Non-convex constrained optimization problems have become a powerful framework for modeling a wide range of machine learning problems, with applications in k-means clustering, large-scale semidefinite programs (SDPs), and various other tasks. As the performance of these methods on real-world tasks has shown promising results, the need to develop efficient algorithms and understand their theoretical properties has become increasingly important.
Augmented Lagrangian methods provide strong tools for solving constrained problems by breaking them down into a sequence of relatively easier unconstrained subproblems. Theoretical properties of these methods have been extensively studied for problems where both the objective function and constraints are convex. Additionally, there have been efforts to provide convergence guarantees to the first-order stationary points of constrained problems when only the objective function is non-convex. However, the scenario in which the objective function and constraints are both non-convex has yet to be sufficiently explored.
This thesis is dedicated to the development and theoretical analysis of algorithms that are grounded in the Augmented Lagrangian method, with an emphasis on efficiency and practicality.

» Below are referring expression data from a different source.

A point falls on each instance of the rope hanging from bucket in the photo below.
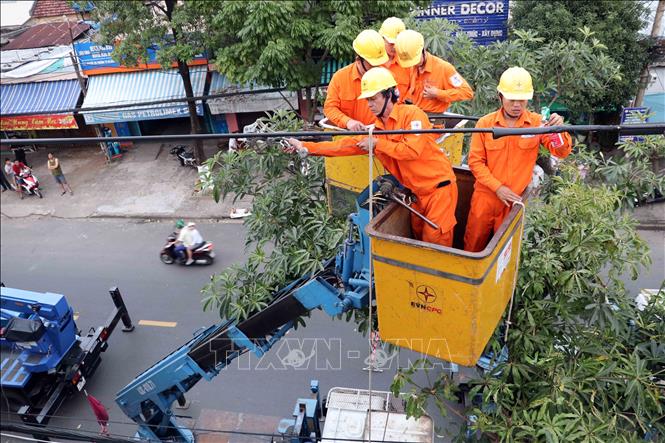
(370, 151)
(517, 270)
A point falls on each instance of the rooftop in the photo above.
(47, 34)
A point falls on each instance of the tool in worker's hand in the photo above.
(387, 190)
(284, 144)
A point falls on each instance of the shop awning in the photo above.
(253, 102)
(42, 97)
(140, 87)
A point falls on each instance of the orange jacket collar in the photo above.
(500, 120)
(393, 115)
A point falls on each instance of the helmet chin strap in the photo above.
(386, 97)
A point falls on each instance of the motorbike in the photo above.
(203, 255)
(184, 156)
(29, 183)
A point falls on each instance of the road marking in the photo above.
(161, 324)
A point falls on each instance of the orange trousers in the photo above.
(439, 207)
(486, 214)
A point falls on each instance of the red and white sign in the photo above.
(35, 122)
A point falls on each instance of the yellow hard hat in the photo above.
(376, 80)
(516, 84)
(409, 46)
(370, 45)
(391, 27)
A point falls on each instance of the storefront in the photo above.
(136, 92)
(29, 110)
(230, 114)
(18, 99)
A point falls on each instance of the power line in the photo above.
(82, 110)
(63, 432)
(497, 132)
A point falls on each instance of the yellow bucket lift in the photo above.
(443, 302)
(346, 177)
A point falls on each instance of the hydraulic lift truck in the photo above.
(45, 358)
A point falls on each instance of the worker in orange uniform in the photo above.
(414, 160)
(342, 107)
(503, 167)
(435, 83)
(390, 29)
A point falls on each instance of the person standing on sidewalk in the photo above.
(55, 168)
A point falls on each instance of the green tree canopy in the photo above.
(616, 24)
(177, 30)
(285, 43)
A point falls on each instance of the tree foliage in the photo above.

First, we introduce a generic inexact Augmented Lagrangian framework that enables the use of either first-order or second-order sub-solvers in the subproblems to attain convergence guarantees for the first (or second) order stationary points of the original constrained problem.

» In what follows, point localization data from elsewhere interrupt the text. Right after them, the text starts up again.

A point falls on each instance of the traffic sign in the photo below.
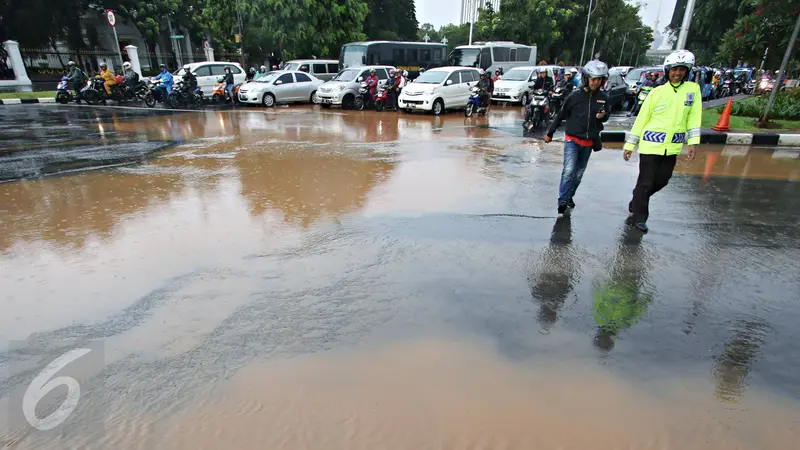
(112, 19)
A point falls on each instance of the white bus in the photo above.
(491, 56)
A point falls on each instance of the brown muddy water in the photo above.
(300, 279)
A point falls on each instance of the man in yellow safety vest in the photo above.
(670, 117)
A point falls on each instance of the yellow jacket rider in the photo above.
(670, 117)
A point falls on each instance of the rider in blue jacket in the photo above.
(166, 79)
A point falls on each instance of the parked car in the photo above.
(513, 85)
(439, 89)
(344, 87)
(324, 69)
(281, 86)
(617, 91)
(208, 73)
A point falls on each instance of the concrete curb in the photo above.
(26, 101)
(716, 137)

Second, we direct our attention to a more specialized algorithm aimed at solving semidefinite programming (SDP) problems by factorizing the decision variable. We obtain the rate of convergence with an augmented Lagrangian method which combines aspects of both linearized and inexact augmented Lagrangian methods.
Finally, we present a linearized alternating direction method of multipliers (ADMM) framework that is more practical and requires only two consecutive proximal gradient steps on the primal variables and a gradient ascent step in the dual.
The numerical evidence on various machine learning tasks, including causal learning, clustering and maximum cut problems shows the practicality of proposed algorithms.